By Niina Bailey, Alice Reynolds and Toby Smollett

The escalation of the war in Ukraine has brought unprecedented attention to literature from the country people want to familiarise themselves with the past and present of Ukraine, to add recognisable reality to their preconceived notions of the country. Facilitating this are translators in translating Ukrainian stories, they are also translating Ukraine itself. For those who may be unfamiliar, we’ve highlighted three particularly significant projects that look to bring Ukrainian literature to the rest of the world.

You Don’t Know What War Is: The Diary of a Young Girl From Ukraine by Yeva Skalietska. Published by Bloomsbury in 2022.

You Don’t Know What War Is is twelve-year-old Yeva Skalietska’s diary, chronicling twelve days following Russia’s invasion of Ukraine. It follows her and her grandmother’s journey to safety from Kharkiv to Dublin. Yeva decided to write her story while seeking shelter in a damp basement. The book features hour-by-hour recollections of what happened as her and her grandmother fled to Dublin. In addition, it includes personal photographs, messages between Yeva and her friends, and news headlines. Three maps drawn by Kharkiv-native Olga Shtonda help with tracking Yeva and her grandmother’s route through Europe.

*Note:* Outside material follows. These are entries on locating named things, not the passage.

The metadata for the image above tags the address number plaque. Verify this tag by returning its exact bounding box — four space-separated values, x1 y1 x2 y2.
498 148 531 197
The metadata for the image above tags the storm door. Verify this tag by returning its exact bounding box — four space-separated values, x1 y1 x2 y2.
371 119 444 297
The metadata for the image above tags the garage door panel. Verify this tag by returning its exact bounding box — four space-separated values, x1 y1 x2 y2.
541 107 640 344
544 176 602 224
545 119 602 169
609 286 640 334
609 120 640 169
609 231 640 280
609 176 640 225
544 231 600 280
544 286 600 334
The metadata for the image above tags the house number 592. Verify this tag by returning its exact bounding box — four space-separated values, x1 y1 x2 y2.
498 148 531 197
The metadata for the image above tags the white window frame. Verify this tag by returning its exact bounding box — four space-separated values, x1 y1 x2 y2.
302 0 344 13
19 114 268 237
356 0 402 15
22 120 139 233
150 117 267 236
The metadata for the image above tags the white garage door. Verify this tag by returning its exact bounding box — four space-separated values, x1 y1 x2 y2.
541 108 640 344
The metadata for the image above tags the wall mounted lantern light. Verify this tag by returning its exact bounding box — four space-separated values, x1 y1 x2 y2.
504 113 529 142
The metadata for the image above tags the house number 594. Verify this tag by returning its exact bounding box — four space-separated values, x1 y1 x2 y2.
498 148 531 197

The book was originally written in English, which is extraordinary, given Yeva’s age. Despite the book not being translated into English, it still highlights the importance of translators as it has been translated into twelve other languages (for example, French and German) and counting. Translating the book into other languages is very valuable and makes it accessible to even more people. In this case, it is especially important as translators play an important role in making first-person accounts of conflicts, such as the war in Ukraine, accessible to a larger number of people. The aim of this book is to try to make people understand what war is really like and how it affects people. The fact that this account comes from a child makes it even more devastating.

UNESCO and NORAD’s Translate a Story Ukraine Campaign

An important way that book translators have addressed the effects of the war in Ukraine for children is through the Translate a Story campaign. This initiative, set up by UNESCO, in cooperation with the Norwegian Agency for Development Cooperation (Norad) and others in April 2022, aims to continue the education of displaced children in Ukraine whose educational institutions have been damaged or destroyed.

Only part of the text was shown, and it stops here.